Thats awesome, I was thinking of a small trailer with a box for gear storage. That way you could even haul two and still ride two up.


----------



## Dwayne (Jun 3, 2005)

There must be something about V-Stroms...


----------



## SWriverstone (Sep 3, 2009)

Nice Dwayne! I bet handling is better with the bike farther forward. That's the only improvement I'd suggest with the 2x2 Cycles rack: an option for having the rack basically float over the passenger seat (farther forward)...I think that would help.

Scott


----------



## mayonays (Oct 22, 2010)

Fix the pics please! Good review, thanks!


----------



## tread55 (Apr 17, 2006)

First off, thanks for posting your review. I recently bought a 2012 vstrom adventure and have been scouring the net to find an ideal solution to carrying my rip9 to the trails on it. I think the 2x2 is a good idea but I have a couple concerns with the design. The first, which you also touched on, is how far back the bike hangs off the motorcycle. I've seen a couple homemade rigs that either rest the fork farther forward, on the passenger seat area, or configure the rack so that the bike is off to one side of the rider and farther forward. I don't know if and how much having the bike off to the side would effect balance and handling but it may be better than having the bike hanging so far off the back. I could be, and most likely am, completely wrong but there is just something I don't like about how far back the bike hangs. The second concern I have about the 2x2 is how it uses the crank arm/pedal to support the bike. I wonder if this will have detrimental effects on the bottom bracket/bearings/crank arm to spline interface. It is very likely that there is no negative effect but I was thinking that this was a concern with Yakima ankle biter(?) Bike racks. They basically held the bike by wheel straps and an arm that "bit" or clamped onto a crank arm. Perhaps because the 2x2 more cradles the crank arm and pedal, it is an unfair comparison but I'm still curious. I certainly do not mean to say that the 2x2 rack is a poor design or not a good product. Hell, I'll probably end up buying one, once I figure out that buying the required materials, tools, learning to weld and then trusting my 'engineering' is too cost prohibitive and sketchy in general. Then again, I would have thought the same thing about building my own wheels, until I did some research, bought the materials and tools and whipped up a great set of flows on proII hubs this summer. Time will tell.
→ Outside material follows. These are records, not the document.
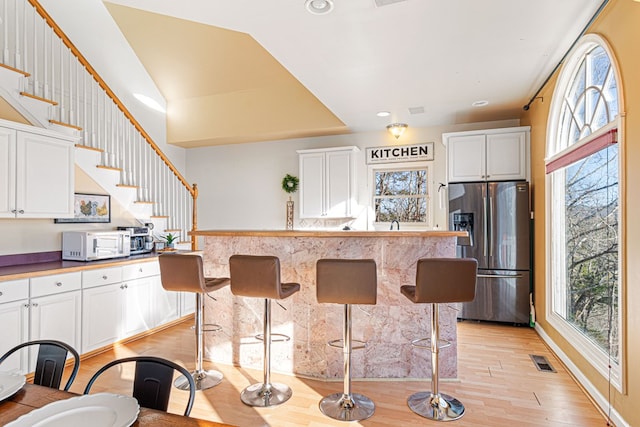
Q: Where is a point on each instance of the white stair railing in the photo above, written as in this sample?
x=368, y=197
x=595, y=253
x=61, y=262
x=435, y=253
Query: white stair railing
x=81, y=102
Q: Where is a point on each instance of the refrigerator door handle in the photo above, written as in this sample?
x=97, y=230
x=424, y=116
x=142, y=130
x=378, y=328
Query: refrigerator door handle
x=500, y=276
x=484, y=228
x=490, y=232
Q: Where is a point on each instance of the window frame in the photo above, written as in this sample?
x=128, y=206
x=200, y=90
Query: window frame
x=613, y=372
x=402, y=166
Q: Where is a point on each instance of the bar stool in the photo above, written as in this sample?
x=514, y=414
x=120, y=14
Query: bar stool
x=185, y=273
x=439, y=280
x=346, y=281
x=259, y=277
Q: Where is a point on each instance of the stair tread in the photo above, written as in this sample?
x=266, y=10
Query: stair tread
x=8, y=67
x=68, y=125
x=109, y=168
x=39, y=98
x=86, y=147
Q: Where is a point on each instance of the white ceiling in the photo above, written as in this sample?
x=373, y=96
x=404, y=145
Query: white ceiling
x=438, y=54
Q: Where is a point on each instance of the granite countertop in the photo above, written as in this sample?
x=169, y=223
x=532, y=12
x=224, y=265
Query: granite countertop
x=329, y=233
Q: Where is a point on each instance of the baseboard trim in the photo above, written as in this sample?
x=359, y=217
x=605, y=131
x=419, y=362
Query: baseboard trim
x=599, y=400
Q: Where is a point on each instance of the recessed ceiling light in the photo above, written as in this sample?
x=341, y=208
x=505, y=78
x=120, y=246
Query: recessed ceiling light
x=480, y=103
x=319, y=7
x=151, y=103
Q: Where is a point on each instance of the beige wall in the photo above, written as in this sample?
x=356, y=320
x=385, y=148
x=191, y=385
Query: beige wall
x=618, y=24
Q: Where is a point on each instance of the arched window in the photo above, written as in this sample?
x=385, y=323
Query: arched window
x=583, y=206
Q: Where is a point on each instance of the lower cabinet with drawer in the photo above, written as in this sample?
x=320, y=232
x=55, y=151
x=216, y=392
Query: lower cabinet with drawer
x=14, y=318
x=47, y=307
x=55, y=308
x=88, y=310
x=120, y=302
x=102, y=307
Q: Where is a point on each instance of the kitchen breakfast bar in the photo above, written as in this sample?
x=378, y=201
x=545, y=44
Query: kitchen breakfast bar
x=387, y=327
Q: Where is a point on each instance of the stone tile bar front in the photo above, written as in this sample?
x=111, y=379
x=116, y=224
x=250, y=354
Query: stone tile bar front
x=387, y=328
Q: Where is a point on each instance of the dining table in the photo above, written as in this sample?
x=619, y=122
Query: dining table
x=31, y=397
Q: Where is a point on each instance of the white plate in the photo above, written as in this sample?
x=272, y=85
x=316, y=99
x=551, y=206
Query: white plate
x=97, y=410
x=10, y=383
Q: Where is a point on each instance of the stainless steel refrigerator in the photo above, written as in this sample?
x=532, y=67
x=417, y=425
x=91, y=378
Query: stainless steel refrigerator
x=497, y=217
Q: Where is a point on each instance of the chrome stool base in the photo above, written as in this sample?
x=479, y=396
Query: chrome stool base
x=440, y=407
x=343, y=407
x=203, y=380
x=263, y=395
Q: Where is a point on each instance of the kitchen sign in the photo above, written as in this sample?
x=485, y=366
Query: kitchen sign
x=400, y=153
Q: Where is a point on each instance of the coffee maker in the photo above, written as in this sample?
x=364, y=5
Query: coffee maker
x=141, y=239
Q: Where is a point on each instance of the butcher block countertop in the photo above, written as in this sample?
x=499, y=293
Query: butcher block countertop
x=328, y=233
x=26, y=271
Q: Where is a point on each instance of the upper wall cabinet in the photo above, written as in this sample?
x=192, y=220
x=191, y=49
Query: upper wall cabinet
x=327, y=182
x=36, y=172
x=488, y=155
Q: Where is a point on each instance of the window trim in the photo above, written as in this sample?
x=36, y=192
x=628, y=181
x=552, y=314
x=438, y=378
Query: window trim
x=402, y=166
x=594, y=355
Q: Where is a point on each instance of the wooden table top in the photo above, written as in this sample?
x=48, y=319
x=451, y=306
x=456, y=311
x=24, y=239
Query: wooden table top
x=32, y=397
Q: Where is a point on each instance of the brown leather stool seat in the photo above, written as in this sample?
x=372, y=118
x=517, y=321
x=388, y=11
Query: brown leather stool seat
x=259, y=277
x=440, y=280
x=185, y=273
x=346, y=281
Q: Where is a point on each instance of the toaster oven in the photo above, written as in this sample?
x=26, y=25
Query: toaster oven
x=94, y=245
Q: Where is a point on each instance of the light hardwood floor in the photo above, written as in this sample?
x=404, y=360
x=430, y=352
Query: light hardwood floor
x=498, y=384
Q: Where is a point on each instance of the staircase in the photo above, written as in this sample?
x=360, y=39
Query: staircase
x=47, y=80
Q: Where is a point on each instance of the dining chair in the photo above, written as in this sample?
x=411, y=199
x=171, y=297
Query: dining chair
x=152, y=381
x=50, y=362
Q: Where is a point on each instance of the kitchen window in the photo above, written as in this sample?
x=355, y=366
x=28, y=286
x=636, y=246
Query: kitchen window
x=583, y=199
x=401, y=192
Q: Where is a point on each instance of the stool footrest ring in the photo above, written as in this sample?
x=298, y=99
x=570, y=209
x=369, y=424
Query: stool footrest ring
x=338, y=344
x=278, y=337
x=426, y=343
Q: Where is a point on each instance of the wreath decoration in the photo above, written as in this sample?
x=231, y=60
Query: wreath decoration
x=290, y=183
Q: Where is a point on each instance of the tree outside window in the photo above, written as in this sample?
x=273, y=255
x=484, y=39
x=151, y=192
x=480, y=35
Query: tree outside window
x=401, y=194
x=583, y=176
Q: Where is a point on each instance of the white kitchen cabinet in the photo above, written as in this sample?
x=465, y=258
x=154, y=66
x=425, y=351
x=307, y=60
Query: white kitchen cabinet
x=101, y=316
x=102, y=307
x=37, y=170
x=327, y=182
x=155, y=306
x=14, y=318
x=488, y=155
x=51, y=312
x=56, y=307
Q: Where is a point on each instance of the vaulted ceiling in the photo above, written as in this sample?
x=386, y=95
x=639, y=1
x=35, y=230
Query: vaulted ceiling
x=235, y=71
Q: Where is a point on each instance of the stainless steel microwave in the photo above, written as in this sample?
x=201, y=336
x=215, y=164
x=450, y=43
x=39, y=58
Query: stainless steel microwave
x=94, y=245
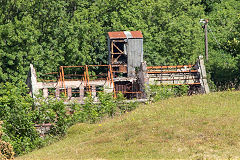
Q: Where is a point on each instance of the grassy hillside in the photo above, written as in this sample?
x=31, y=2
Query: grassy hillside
x=203, y=126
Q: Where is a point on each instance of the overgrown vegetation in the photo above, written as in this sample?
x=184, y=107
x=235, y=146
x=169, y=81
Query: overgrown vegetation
x=6, y=150
x=71, y=32
x=187, y=127
x=20, y=114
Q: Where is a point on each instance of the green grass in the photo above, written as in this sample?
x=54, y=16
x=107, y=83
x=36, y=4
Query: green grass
x=196, y=127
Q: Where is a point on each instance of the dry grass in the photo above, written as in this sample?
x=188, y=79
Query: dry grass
x=197, y=127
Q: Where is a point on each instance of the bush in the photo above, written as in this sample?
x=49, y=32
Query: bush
x=16, y=114
x=6, y=150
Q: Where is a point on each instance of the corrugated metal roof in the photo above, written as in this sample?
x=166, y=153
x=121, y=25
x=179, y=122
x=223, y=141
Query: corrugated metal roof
x=125, y=34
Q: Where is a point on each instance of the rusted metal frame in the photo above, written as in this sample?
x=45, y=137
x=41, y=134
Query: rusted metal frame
x=112, y=52
x=118, y=41
x=119, y=71
x=176, y=79
x=88, y=80
x=169, y=67
x=117, y=48
x=179, y=84
x=63, y=79
x=72, y=66
x=162, y=72
x=117, y=57
x=128, y=92
x=114, y=92
x=51, y=73
x=60, y=77
x=102, y=65
x=85, y=78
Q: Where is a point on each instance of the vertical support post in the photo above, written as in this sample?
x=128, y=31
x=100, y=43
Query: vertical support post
x=114, y=92
x=81, y=90
x=69, y=91
x=32, y=81
x=63, y=79
x=87, y=75
x=45, y=92
x=94, y=93
x=203, y=74
x=57, y=92
x=206, y=39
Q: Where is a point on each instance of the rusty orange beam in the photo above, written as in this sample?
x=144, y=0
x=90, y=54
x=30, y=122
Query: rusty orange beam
x=179, y=84
x=166, y=67
x=155, y=72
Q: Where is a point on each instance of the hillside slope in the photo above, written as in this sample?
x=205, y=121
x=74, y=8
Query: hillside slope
x=203, y=126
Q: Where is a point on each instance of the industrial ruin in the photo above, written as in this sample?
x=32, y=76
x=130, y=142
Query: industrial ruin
x=126, y=73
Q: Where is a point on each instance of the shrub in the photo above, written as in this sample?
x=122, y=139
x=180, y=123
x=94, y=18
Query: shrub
x=6, y=150
x=16, y=114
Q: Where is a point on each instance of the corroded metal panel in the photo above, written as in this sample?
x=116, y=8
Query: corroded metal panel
x=135, y=55
x=125, y=35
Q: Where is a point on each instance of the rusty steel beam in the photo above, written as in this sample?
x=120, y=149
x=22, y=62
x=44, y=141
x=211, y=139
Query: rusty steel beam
x=162, y=72
x=179, y=84
x=168, y=67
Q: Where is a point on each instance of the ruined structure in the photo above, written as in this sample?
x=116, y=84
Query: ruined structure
x=126, y=73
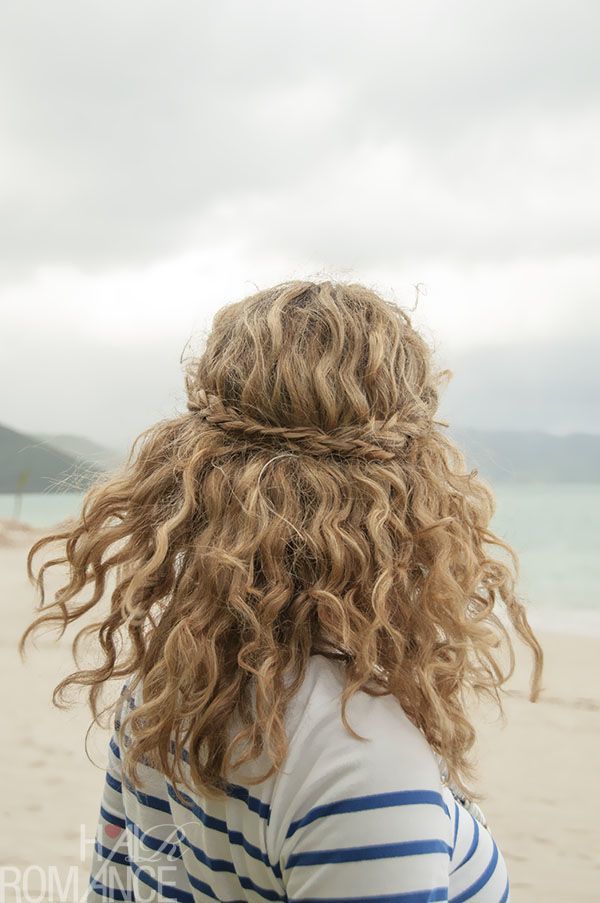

I also wanted to add that I did one of my first races at Cooper's. It was after a typical WVU undergrad Friday night and I don't know if the hangover or riding the rocks on a full rigid gave me more of a headache but I had a great time, none the less. Go ,eers!


----------



## Steve71 (Mar 15, 2004)

I've seen a couple of motorcycles arrive with MTB's at local trail heads a few times. Always makes me look! 

But I gotta ask, why not cut to the chase and get a dirt bike .


----------



## awesomepaw (Oct 2, 2010)

"There must be something about V-Stroms... "
Indeed-e! First I heard about these 2x2 racks, then saw one from a distance (a dual sport) on the interstate and now, for certain, with these great pics intend to make this my next major MTB-etc investment. IMHO, Strom riders are trying to get the most practicality out of these great machines.
Thanks for the great write up, Scott! :thumbsup: Still happy with it? When I get mine, I'll add some pics.

best,

ap


----------



## fourthree (Dec 24, 2010)

Thanks for the review, been thinking of getting one of these for my klr, wind was my main concern, as my klr gets a bit busy around trucks and such.


----------



## motard5 (Apr 9, 2007)

thanks for the review. I am thinking about mounting one of these to my rear rack. I frequently (daily) strap and haul things on my existing rear rack (work, gym, camping gear etc). So is it easy to mount stuff over the rack and just remove the rear arm? Or is it best to simply unbolt the entire thing when not hauling a bicycle?


----------



## msch1981 (Apr 14, 2009)

Do you think this would work for a Giant Trance X 29er? Does it accomodate a 15mm thru axle?


----------



## Petti the Yeti (May 30, 2011)

msch1981 said:


> Do you think this would work for a Giant Trance X 29er? Does it accomodate a 15mm thru axle?


I'm also wondering this, except in the 20mm variety. My only motorized transport is my KLR, so I've been contemplating all kinds of ways to build something like this to accommodate my FR rig.

EDIT: I was also thinking about a surfboard rack that runs a board sideways along the motorcycle. There's some that are adjustable and would probably fit a bike well enough to be stable, but my concern would be weight capacity..

Something like this: Carver Surfboard Moped Rack For Sale at Surfboards.com (146903)


----------



## gasnit (Dec 12, 2009)

msch1981 said:


> Do you think this would work for a Giant Trance X 29er? Does it accomodate a 15mm thru axle?


Yes it will accommodate a 15mm thru axle (or 20mm), I called and talked to the person who developed the rack. I have the rack on the way for my Z1000. I will be carrying a Specialized Camber Evo 29er with the 15mm thru axle.


----------



## glesage (Jun 2, 2014)

Has anyone using this tries mounting the rear wheel on the other side of the bike opposite to the front wheel?

I feel that might help with the feeling of weight being far back...

Make any difference?


----------



## glesage (Jun 2, 2014)

*Ended up building my own*

Ended up building my own rack with just a piece of wood, 2 flat metal bars 









Total cost: $50 (half of that are the Lashing straps


----------



## rwc5830 (May 4, 2015)

SWriverstone said:


> Hmm...65 views and not a peep---guess there aren't many people here who want to put their bikes on a motorcycle!
> 
> Scott


hi Scott found your post and review when searching for info about bike racks for motorcycles.

First off, great pictures and info. I'm an avid cyclist (road and long distance touring) that recently purchased a 2013 650 V-Strom. My touring bike is a Surly Disc Trucker, pretty hefty.

So how has the 2x2 setup worked in the long run? Any issues with traffic laws?

My goal, if feasible....would be to have a setup that would allow me to go on long rides, even cross country to cycling events and campgrounds.

Thanks,
Richard


----------



## dirtdawg21892 (Jul 20, 2009)

glesage said:


> Ended up building my own rack with just a piece of wood, 2 flat metal bars
> 
> View attachment 923243
> 
> ...


Thats awesome!
I know its been 2 years, but i'm currently working on something for my SV650. any chance you could post up some detailed shots of the rack?


----------